Ferrandez’s power is limited; City Hall, led by Union Montréal’s Gérald Tremblay for the past decade, has the ultimate say on major infrastructure projects. But the boroughs do have the power to determine the direction of one-way streets, and Projet Montréal has focused on creating traffic mazes that channel drivers back to such major arteries as rue Saint-Denis and Saint-Laurent. These calming measures come at a time when Montreal’s roads, sewers, and gas lines (not to mention its bridges and tunnels) all seem to be reaching their best-before dates, provoking a spate of construction that threatens to paralyze such north-south thoroughfares as avenue de Parc and avenue Papineau for years to come. The result, in the summer of 2011, was borough-wide gridlock. As Bixi riders wove around immobilized cars, talk radio callers lambasted Montreal’s most visible, and vocal, opponent of the automobile as a dictator, a Nazi, and even Satan.

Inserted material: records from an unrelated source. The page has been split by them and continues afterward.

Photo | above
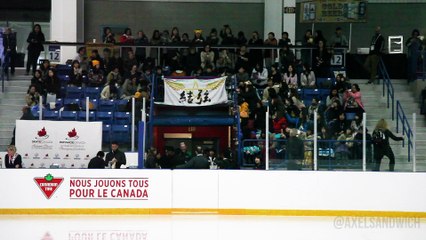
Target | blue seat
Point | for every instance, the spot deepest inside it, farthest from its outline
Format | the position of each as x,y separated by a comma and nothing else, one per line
92,92
120,133
324,94
106,105
122,118
106,133
74,92
93,105
69,115
121,105
350,116
71,104
82,116
51,115
105,117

“I accept that some people think I’m the devil!” Ferrandez shouted over his shoulder, making a right onto rue de Brébeuf. “For them, the Plateau doesn’t exist. It is just a place to be driven through. I don’t give a shit about these people. They’ve abandoned the idea that humans can live together.” Even among his constituents, there are signs that Ferrandez may be moving too quickly. Shop owners, hard pressed by property tax increases, claim that congestion and higher parking meter rates are driving customers away.
Ferrandez’s vision of what the borough is, and could be, seems almost exalted. “The Plateau is an Italian cathedral. It’s a forest. It’s something to protect, something sacred. I don’t want it to become a place where people come to live in a condo with triple-glazed windows for a couple of years. This has to be a place where people can be comfortable walking to the bakery, walking to school, walking to the park — where they want to stay to raise a family.”
At forty-nine, Ferrandez is a first-time father, and the Projet Montréal message seems to resonate most loudly among new families. The upstart party was founded in 2004 by a coalition of environmentalists whose leader, architect and urban planner Richard Bergeron (author of Le livre noir de l’automobile, a book-length diatribe about the impact of cars on society), won less than 9 percent of votes the following year when he ran for mayor on a pro–sustainable urbanism and anti-sprawl platform. In the 2009 election, Bergeron’s share of the popular vote rose to one-quarter; fifteen of the city’s sixty-four councillors now belong to the party.
After following a path slick with fallen maple leaves into Parc La Fontaine, Ferrandez dismounted outside a restaurant overlooking an artificial lake. “With everything I’m doing,” he said, leaning his Opus against a tree, “I may lose the next election. That’s why I have a real sense of urgency. If I only have two years left, I want to get as much done as I can.” This restaurant, he said, was an example. Using the money saved from delaying snow removal after one late-winter storm, the borough converted a deserted pavilion, formerly a stroll for teenage prostitutes, into a kind of Tavern on the Green. Its terrace is now a popular summer destination. Inside, Ferrandez shook hands with a waiter before wandering off to talk to some women who were finishing their lunch.
“What’s a snowstorm?” mused the waiter. “A couple of days, and it’s finished. This place is going to be around for twenty years at least.”
Eventually, Ferrandez returned from his chat with the citizenry. He hadn’t bothered to lock his bike, but this time it was still waiting for him.